J’ai lu par-ci par-là de grands mots à propos de Joseph, le dernier roman* de Marie-Hélène Lafon: des noms prestigieux, Flaubert, Félicité, etc. Les gens ne lisent pas, lisent trop vite, à la paresseuse, se laissant submerger par leurs souvenirs de lecture (ça ne mange pas de pain, comme on dit dans le monde de Joseph). L’attention, la patience manquent. M. H. Lafon est M. H. Lafon, elle a sa voix, elle joue sa musique, une partition bien à elle depuis déjà plusieurs livres. Une partition qui ne fait pas « terroir de France », non, son style est d’aujourd’hui mais subtilement teinté d’emprunts légèrement anachroniques, d’expressions, tournures enfuies dans l’espace et le temps profonds lesquels voilent son récit de la beauté des choses qui ne sont plus. Il y a de la fraîcheur – pas de la candeur car c’est une âme trop sensible – dans le regard de Joseph, l’ouvrier agricole. Et dans ce regard qui « pense des choses à l’abri de sa peau », la douce et implacable dénonciation de nos vies désormais « hors-sol », résultat de nos manquements, de nos oublis, de nos lâchetés. La terre n’est plus (on lui préfère désormais le mot « environnement », plus abstrait, plus citadin, moins impliquant), ni surtout cette précieuse, féconde et délicate harmonie que des générations de nos ancêtres avaient patiemment édifiée. Nous en sommes là. Lecture faite, le dernier mot du texte, « reposoir » résonne en nous comme une voix ancienne et familière, un baume qui viendrait se répandre sur le pauvre cœur des hommes.
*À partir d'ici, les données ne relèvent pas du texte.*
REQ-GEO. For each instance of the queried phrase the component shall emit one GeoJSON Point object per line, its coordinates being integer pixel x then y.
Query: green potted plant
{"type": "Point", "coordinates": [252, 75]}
Les livres noblement et toniquement agrestes de Marie-Hélène Lafon ont la gravité mesurée, la dignité calme d’une moraliste, et de toute évidence (encore faut-il avoir des yeux pour cela) rien de commun avec les pastiches ou les bluettes pittoresquement bucoliques que certains croient lire.
*Buchet-Chastel, août 2014.
Illustration: J’ai hésité à mettre une illustration pour un livre aussi poétique, seuls les grands arbres du dernier Soutine m’ont paru « à la hauteur ».